A(-3,-2) B(8,4)are the ends of the diameter of a circle.
the tangent of the circle at point B is -11x+6y+64=0
the line L passes through A and the origin. line L has a gradient of 2/3
what is the coordinates that the line L and tangent at point B cross??
(this question had 4 parts, ive done the first 3 and i think ive got the calculations right. im just stuck on the 4th part)
please help thanks
To find the coordinates where line L and the tangent at point B cross, you need to set up and solve a system of equations.
Step 1: Equations of the lines:
The equation of line L passing through point A (-3, -2) and the origin (0, 0) with a gradient of 2/3 can be found using the point-slope form of a line:
y - y1 = m(x - x1)
where (x1, y1) is a point on the line and m is the slope.
Using the point A (-3, -2):
y - (-2) = (2/3)(x - (-3))
y + 2 = (2/3)(x + 3)
Simplifying the equation:
3y + 6 = 2x + 6
2x - 3y = 0 ... (Equation 1)
The equation of the tangent at point B (8, 4) is given as:
-11x + 6y + 64 = 0 ... (Equation 2)
Step 2: Solving the system of equations:
To find the coordinates where the two lines cross, solve the system of equations formed by Equation 1 and Equation 2 simultaneously.

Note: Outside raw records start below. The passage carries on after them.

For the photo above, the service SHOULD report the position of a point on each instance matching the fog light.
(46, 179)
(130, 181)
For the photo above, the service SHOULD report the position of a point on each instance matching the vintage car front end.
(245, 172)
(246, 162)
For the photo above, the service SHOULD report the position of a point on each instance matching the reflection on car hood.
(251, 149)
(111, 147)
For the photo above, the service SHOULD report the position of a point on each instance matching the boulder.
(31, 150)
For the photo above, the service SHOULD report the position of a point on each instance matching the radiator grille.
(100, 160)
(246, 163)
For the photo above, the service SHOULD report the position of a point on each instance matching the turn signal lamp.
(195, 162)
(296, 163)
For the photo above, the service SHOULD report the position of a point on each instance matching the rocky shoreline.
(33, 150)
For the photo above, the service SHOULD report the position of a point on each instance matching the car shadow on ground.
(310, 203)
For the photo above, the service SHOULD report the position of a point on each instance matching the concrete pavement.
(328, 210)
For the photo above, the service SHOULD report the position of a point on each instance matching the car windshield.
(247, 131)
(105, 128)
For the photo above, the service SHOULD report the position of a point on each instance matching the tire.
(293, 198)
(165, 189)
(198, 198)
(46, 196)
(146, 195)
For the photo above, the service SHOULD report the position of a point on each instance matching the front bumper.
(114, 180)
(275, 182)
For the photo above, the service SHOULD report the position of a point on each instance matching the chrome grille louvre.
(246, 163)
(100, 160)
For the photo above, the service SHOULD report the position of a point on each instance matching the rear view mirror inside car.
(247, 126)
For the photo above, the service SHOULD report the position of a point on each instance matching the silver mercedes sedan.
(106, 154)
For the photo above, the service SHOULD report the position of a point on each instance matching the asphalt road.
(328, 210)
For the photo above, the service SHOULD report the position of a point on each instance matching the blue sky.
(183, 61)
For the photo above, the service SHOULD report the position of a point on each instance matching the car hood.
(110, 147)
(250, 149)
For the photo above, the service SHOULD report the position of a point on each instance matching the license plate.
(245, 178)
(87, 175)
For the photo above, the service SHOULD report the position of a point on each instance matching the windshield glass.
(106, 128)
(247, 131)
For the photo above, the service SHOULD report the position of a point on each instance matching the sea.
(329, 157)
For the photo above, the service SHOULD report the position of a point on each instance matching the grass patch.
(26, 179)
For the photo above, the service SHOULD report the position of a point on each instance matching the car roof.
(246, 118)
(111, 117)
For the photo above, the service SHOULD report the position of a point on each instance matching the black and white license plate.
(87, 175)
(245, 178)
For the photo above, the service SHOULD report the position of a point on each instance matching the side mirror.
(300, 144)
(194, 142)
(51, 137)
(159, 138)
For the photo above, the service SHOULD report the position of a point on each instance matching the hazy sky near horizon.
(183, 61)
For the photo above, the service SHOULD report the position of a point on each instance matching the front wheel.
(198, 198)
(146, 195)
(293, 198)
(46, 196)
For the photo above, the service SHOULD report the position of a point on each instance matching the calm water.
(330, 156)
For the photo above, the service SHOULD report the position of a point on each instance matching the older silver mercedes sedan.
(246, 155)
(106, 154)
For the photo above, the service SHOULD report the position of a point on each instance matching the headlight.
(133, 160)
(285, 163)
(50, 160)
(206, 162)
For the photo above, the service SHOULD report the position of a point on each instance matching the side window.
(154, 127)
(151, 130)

To do this, you can use one of several methods, such as substitution or elimination. Here, we will use the method of substitution:
Starting with Equation 1:
2x - 3y = 0
Rearranging the equation to solve for x:
x = (3/2)y ... (Equation 3)
Substitute Equation 3 into Equation 2:
-11((3/2)y) + 6y + 64 = 0
Solving for y:
-33/2y + 6y + 64 = 0
(-33/2 + 12/2)y + 64 = 0
(-33 + 12)y + 64 = 0
(-21)y + 64 = 0
-21y + 64 = 0
-21y = -64
y = 64/21
Substituting y = 64/21 back into Equation 3 to find x:
x = (3/2) * (64/21)
x = 3 * 64 / (2 * 21)
x = 192/42
x = 32/7
The coordinates where line L and the tangent at point B cross are (32/7, 64/21).